Third, if you want people to notice that your life sucks, at least present your veritable suckitude in amusing fashion. Don’t just say your life sucks. Tell us why it sucks, then add some wry commentary. Who knows, you might get a “Like” and maybe your day will get a little better.
Rule No. 4: If you are a decent-looking girl, every male athlete will talk to you on Twitter provided they’re not married or religious (and even then, they probably still will).
If you so much as follow one cute girl or one athlete, chances are you’ve seen the interaction. Your timeline will fill up with a back-and-forth that essentially becomes code for, “F**K ME! PLEEEEEEEAAAAAASSSSSSEEEEE!”
For as long as there have been sports, athletes have wanted to f**k cute girls; cute girls, in turn, have wanted to f**k athletes. Praise be to Twitter for facilitating the hook-ups.
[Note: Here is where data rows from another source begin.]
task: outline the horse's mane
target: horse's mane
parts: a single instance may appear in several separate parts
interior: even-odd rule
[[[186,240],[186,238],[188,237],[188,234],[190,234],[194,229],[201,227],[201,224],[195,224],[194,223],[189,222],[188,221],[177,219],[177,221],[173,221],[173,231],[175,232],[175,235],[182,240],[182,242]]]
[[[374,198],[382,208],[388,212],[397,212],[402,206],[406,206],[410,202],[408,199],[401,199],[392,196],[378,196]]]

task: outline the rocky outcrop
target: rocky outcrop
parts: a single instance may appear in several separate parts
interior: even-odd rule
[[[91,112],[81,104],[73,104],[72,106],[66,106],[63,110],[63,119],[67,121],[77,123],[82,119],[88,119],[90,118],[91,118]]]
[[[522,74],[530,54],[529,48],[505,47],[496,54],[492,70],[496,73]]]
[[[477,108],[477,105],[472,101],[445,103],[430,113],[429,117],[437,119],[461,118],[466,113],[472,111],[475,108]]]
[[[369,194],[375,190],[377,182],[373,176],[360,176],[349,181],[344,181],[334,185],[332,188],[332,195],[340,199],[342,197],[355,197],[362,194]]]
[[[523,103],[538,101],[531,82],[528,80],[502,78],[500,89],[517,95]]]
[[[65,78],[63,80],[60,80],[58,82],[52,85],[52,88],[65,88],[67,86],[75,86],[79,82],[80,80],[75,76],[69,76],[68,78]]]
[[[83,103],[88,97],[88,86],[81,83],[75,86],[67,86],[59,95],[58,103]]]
The best part about these online rendezvous is that both parties think they’re being so darn coy. It would be comical if it wasn’t so damn annoying.
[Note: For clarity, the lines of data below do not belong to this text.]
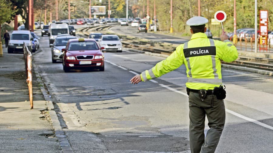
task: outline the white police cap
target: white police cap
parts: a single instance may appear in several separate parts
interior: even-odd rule
[[[186,22],[187,25],[196,26],[204,24],[208,22],[207,18],[201,16],[195,16],[188,20]]]

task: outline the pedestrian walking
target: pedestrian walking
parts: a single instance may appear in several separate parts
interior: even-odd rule
[[[165,60],[149,70],[136,75],[132,83],[159,77],[184,64],[187,68],[186,85],[190,108],[190,144],[191,153],[214,152],[224,128],[225,120],[220,60],[233,61],[238,57],[236,47],[228,40],[224,29],[221,41],[208,39],[204,33],[208,20],[194,17],[186,24],[190,26],[190,40],[177,47]],[[210,129],[205,138],[207,115]]]
[[[8,41],[10,39],[10,37],[9,37],[9,34],[8,32],[8,31],[7,30],[6,30],[6,33],[4,34],[4,36],[3,39],[5,40],[5,42],[6,44],[6,48],[7,48],[8,46]]]

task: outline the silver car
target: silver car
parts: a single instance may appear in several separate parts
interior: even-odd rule
[[[66,47],[68,40],[70,39],[76,38],[74,36],[62,36],[56,38],[53,44],[50,44],[51,47],[52,63],[55,63],[57,60],[62,60],[62,49]]]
No, Athlete, typing “LOL ;)” at the end of each sentence is not much of a cover.
And you, Cute Girl, just the fact that you’re being perennially retweeted should be enough to give this exchange away for what it really is: a virtual blow-jay.
Of course, the chances of these two parties ever meeting in real life are slim to none. But it’s fun to pretend.
Cute Girl will tell her cute girlfriends that she “knows” Athlete X.
Athlete X, on the other hand, will get Cute Girl to send him material for the spank bank and keep his dick warm at night when the hos aren’t around. It’s a pretty fair trade-off when you think about it. Creepy. But fair.
Rule No. 5: If a video link appears on your feed and it looks sexually appealing IN ANY WAY AT ALL…it’s probably a virus…or if not that a hoax.
Look what this girl does when her dad walks in on her!
Most people can’t watch this for more than 25 seconds!
Does this look like female genitalia to you?!
Nicole Santos is a BE-YOTCH!
Yes, people. Those are all viruses or hoaxes. You click on them, something automatically gets posted to your profile and broadcast to all your friends and you contract syphilis.
Okay, maybe you don’t contract syphilis. But your computer basically does. So don’t click on that sh*t. Be smarter than the attackers!
Oh, and if you’re on Twitter, beware of the hot girls who tweet links at you. Those hot girls aren’t gonna show you anything when you click through to those links. Those hot girls don’t even know you. Those hot girls don’t even exist. They’re not real.
Though if they were real, they’d probably be trying to get with an athlete.